Bioproduction of p-hydroxybenzoate from renewable feedstock by solvent-tolerant Pseudomonas putida S12

• Published in: Journal of biotechnology Vol. 132; no. 1; pp. 49 - 56
• Main Authors: Verhoef, Suzanne, Ruijssenaars, Harald J., de Bont, Jan A.M., Wery, Jan
• Format: Journal Article
• Language: English
• Published: Lausanne Elsevier B.V 15.10.2007; Amsterdam Elsevier; New York, NY
• Subjects: Base Sequence; Biological and medical sciences; Bioreactors; Biotechnology; DNA Primers - genetics; DNA, Bacterial - genetics; Fermentation; Fundamental and applied biological sciences. Psychology; Kinetics; Metabolic engineering; p-Hydroxybenzoate; Parabens - metabolism; Phenylalanine Ammonia-Lyase - metabolism; Plasmids - genetics; Pseudomonas putida; Pseudomonas putida - genetics; Pseudomonas putida - metabolism; Renewable feedstock; Solvent-tolerance; Solvents; Tyrosine - metabolism; Renewable feedstock; Metabolic engineering; Solvent-tolerance; Pseudomonas putida; p-Hydroxybenzoate; Pseudomonadales; Production; Tolerance; Bacteria; Pseudomonadaceae; Solvent
• ISSN: 0168-1656; 1873-4863
• DOI: 10.1016/j.jbiotec.2007.08.031

Pseudomonas putida strain S12palB1 was constructed that produces p-hydroxybenzoate from renewable carbon sources via the central metabolite l-tyrosine. P. putida S12palB1 was based on the platform strain P. putida S12TPL3, which has an optimised carbon flux towards l-tyrosine. Phenylalanine ammonia lyase (Pal) was introduced for the conversion of l-tyrosine into p-coumarate, which is further converted into p-hydroxybenzoate by endogenous enzymes. p-Hydroxybenzoate hydroxylase (PobA) was inactivated to prevent the degradation of p-hydroxybenzoate. These modifications resulted in stable accumulation of p-hydroxybenzoate at a yield of 11% (C-mol C-mol −1) on glucose or on glycerol in shake flask cultures.
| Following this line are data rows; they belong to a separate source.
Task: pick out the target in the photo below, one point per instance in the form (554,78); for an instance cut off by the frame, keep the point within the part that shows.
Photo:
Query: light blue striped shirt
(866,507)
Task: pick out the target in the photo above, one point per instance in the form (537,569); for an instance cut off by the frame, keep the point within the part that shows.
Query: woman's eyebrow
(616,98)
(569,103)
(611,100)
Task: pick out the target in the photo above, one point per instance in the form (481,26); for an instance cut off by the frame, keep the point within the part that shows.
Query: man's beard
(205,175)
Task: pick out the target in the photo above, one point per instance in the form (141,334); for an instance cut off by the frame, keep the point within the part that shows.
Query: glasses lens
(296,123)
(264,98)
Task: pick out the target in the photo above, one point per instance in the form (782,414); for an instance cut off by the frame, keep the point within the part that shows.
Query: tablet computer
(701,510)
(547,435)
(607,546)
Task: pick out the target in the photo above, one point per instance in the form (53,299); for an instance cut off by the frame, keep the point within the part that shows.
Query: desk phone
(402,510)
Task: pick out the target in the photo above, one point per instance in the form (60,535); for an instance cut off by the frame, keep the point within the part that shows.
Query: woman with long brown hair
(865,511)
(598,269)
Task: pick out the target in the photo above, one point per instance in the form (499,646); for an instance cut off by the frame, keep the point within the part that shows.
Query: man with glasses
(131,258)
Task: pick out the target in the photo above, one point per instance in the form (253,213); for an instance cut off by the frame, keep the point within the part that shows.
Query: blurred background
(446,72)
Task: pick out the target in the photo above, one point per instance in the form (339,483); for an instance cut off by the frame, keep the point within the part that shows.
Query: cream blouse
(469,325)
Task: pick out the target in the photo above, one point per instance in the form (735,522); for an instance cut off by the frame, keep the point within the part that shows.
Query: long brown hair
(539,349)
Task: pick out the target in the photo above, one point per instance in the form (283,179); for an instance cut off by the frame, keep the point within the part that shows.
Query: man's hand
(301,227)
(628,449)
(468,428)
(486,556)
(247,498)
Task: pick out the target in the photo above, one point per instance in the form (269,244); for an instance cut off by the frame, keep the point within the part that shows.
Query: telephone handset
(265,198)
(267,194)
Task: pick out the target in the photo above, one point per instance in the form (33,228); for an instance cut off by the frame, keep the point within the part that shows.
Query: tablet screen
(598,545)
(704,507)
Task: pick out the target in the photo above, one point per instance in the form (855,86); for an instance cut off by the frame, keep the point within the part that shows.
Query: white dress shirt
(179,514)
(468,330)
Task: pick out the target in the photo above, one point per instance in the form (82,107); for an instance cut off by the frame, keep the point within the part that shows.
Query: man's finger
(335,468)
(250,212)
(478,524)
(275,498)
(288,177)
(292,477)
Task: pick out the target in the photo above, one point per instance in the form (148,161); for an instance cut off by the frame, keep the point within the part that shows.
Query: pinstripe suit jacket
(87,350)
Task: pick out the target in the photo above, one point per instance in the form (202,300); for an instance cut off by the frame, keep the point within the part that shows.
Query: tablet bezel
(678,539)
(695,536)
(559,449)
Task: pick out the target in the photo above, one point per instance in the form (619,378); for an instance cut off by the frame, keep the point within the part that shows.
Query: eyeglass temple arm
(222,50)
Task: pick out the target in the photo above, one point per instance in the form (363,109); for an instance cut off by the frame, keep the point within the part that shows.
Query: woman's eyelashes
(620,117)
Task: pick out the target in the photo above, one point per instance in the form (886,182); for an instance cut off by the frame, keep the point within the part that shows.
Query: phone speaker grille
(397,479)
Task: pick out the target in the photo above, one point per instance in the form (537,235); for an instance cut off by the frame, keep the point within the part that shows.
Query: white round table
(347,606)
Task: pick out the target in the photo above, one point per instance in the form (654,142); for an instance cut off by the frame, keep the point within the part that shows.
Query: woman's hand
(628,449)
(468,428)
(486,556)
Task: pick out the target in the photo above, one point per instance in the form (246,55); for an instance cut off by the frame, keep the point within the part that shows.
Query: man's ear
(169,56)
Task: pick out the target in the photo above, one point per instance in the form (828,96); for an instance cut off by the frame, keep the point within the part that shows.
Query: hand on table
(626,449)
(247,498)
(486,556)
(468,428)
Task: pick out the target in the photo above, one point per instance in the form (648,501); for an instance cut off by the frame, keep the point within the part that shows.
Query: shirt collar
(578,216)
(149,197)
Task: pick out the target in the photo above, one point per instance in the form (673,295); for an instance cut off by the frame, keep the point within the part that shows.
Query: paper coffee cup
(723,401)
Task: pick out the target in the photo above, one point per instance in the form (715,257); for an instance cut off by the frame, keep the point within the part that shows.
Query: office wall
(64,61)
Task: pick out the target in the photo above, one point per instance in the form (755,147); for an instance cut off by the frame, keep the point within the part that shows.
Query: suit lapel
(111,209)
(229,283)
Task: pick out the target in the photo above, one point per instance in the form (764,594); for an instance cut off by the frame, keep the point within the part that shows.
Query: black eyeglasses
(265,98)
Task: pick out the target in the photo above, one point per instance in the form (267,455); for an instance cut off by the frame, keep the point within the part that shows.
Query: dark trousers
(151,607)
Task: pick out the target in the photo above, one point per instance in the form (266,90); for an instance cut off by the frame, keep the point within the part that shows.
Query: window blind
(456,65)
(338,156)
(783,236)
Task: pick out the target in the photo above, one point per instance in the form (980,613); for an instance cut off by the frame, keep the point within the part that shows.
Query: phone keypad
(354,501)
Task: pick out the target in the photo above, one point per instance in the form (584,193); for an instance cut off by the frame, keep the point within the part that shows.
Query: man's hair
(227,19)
In a glycerol-limited fed-batch fermentation, a final p-hydroxybenzoate concentration of 12.9 mM (1.8 g l −1) was obtained, at a yield of 8.5% (C-mol C-mol −1). A 2-fold increase of the specific p-hydroxybenzoate production rate ( q p) was observed when l-tyrosine was supplied to a steady-state C-limited chemostat culture of P. putida S12palB1. This implied that l-tyrosine availability was the bottleneck for p-hydroxybenzoate production under these conditions. When p-coumarate was added instead, q p increased by a factor 4.7, indicating that Pal activity is the limiting factor when sufficient l-tyrosine is available. Thus, two major leads for further improvement of the p-hydroxybenzoate production by P. putida S12palB1 were identified.